The stock turbine isn't efficent holding that much boost to redline.

 

I'm going to take an opportunity here to make some points on the limitations of the stock EJ20 and stock TD04 turbo, but I want to do it in plain english, conceptual terms rather than busting out the hardcore math in order to make it more understandable for those who aren't looking to re-engineer their cars. Those readers of this forum who do have a full grasp of turbo engine theory, feel free to elaborate on this later.

The first thing to remember is that you can't reduce your car's performance to simple, basic constants. "How much you boostin y0?" is not a very specific question at all. Boost depends on several other factors to be optimized.
The key to understanding boost is to understand that power output from your WRX is primarily related to total air flow through the engine. The more air you flow, the more fuel you can burn, and in turn, the more energy you can use to move the car. In an NA car, airflow is a near-linear relationship to RPM- spin the engine faster, move more air. Turbo motors behave partially in the same way, but with an added variable- boost pressure. The simple version of the airflow calc in a turbo motor is

airflow=RPM*displacement*boost*VE*atmospheric pressure

Displacement and VE (volumetric efficiency- usually expressed as the percentage of actual airflow divided by the theoretical airflow for displacement*RPM) don't change on a stock motor with a stock turbo, and you can't do anything about the weather, so we'll call this constant X. That leaves:

airflow=RPM*boost*X

We'll come back to this later, after a brief discussion of compressor efficiency. If you've ever seen a 2D compressor map,



you'll recall that the X axis is usually airflow, either by weight or volume, and the Y axis is boost pressure. Then there are those circle things in the middle that look sort of like countour lines on a relief map of a mountain, where the rings get smaller and smaller as the elevation rises. Only in the compressor map, it represents the turbo's ability to create boost without creating heat- which is, of course, bad for making power for several reasons. The closer to the middle of the contours, the less heat the turbo creates with boost.

Let's get back to the specific example of the EJ20. Let's say it flows 30 units of air, at 15 psi, at 4000 rpm in pure stock form. What happens if we raise the boost to, say, 17 psi? Well, since

airflow=boost*RPM*X

then airflow increases. Let's pretend it's 35 units of airflow now. Going back to our random example of a turbo map



you would look at 35 units of airflow at the X axis, then move up to 17 psi. This point must still fall within an acceptable level of heat efficiency in order to be safely run on your motor.

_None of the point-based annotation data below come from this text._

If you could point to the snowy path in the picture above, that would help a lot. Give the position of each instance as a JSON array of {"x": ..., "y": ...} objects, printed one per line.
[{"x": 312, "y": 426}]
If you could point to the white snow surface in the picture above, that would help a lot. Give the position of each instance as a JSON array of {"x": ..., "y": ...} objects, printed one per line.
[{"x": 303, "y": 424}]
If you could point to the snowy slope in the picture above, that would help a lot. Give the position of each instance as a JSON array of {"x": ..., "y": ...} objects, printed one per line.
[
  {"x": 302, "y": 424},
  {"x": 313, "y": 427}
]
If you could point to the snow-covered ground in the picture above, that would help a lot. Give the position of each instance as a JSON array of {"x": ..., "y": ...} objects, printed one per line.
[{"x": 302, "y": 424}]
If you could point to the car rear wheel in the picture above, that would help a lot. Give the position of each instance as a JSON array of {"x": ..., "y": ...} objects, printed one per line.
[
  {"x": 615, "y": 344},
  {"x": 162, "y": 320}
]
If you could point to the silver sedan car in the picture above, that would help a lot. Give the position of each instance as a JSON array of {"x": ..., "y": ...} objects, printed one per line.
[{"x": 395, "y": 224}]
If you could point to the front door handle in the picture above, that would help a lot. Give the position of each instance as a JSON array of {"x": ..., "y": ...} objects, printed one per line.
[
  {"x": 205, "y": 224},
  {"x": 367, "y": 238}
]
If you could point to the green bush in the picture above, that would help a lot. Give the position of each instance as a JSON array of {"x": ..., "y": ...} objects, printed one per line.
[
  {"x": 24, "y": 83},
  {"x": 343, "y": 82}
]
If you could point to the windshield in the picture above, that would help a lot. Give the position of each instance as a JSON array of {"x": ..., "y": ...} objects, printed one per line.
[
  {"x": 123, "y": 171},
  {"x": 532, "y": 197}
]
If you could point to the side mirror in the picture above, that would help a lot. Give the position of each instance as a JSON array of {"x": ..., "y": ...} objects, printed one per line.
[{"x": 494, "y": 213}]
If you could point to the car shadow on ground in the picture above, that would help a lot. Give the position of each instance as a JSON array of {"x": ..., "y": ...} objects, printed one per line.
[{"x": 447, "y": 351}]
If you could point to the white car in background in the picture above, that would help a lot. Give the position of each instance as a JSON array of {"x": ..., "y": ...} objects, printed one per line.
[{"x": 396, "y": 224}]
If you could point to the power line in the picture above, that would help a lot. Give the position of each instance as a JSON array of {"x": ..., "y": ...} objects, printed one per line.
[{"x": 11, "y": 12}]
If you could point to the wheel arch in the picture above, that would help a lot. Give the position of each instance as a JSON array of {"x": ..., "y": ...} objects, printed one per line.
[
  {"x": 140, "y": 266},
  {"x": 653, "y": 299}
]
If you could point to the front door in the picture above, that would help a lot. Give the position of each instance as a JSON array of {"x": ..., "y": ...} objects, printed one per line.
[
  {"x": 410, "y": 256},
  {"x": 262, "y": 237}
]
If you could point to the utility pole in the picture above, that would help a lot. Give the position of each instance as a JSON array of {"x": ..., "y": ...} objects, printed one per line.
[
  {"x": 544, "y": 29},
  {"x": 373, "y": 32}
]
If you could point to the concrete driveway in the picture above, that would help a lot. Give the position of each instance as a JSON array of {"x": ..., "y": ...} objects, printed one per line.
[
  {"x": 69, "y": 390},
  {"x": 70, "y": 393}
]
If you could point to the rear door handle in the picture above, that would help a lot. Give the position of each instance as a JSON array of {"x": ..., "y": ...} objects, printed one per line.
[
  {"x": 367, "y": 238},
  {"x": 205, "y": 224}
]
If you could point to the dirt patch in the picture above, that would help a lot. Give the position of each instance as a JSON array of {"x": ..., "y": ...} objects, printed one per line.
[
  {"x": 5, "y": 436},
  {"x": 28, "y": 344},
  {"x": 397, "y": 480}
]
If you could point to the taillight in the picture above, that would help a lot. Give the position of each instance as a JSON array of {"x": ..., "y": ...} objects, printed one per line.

So why does everybody say that boost has to taper before redline on the stock turbo? Well, look at the right side of the map, where airflow is higher. Notice the round shape of the efficiency map? That means that as you flow more air, you either lose efficiency, or you have to lower boost. Being more efficient is always preferable to running more boost, as long as making the most power is your goal, and not saying you run more boost than your friends.

The simple fact is, the maximum amount of airflow on the turbo is almost a constant. Whether that airflow is reached through more boost and fewer revs, or more revs and less boost doesn't matter. If the turbo can only handle 30 units of airflow and you try to make it flow 35, you will have heat problems, which rob power and make the engine much more likely to break. The WRX stock turbo can't handle the amount of air that the motor can flow at redline on 17 psi. In order to keep this simple, I'm going to skip the specific calculations for the EJ20 and go straight to the normal limits observed by hundreds and hundreds of people who have done a lot of trial-and-error tuning on their cars.

The stock turbo can handle the amount of air that moves through it at 16.5ish psi at 4000-5000 rpm. About that point, maximum airflow for the compressor is reached, so as rpm rises, boost must drop. By the time you get to redline, the turbo can typically handle no more than 13 psi, with 12 being safer. The other thing to remember is that it's better not to be at the ragged edge of maximum airflow. By backing off of this somewhat, you put less heat into the air entering the engine, which allows the car to both run slightly leaner, and advance the ignition timing more. A small gain in ignition timing yields more power than a small increase in boost almost 100% of the time in a Subaru motor.A Mitsubishi Evo motor, on the other hand, doesn't run much advance, but suffers smaller timing penalties from higher boost, therefore more boost often makes more power than more advance, despite the heat penalty. That's a matter for more technical discussion though.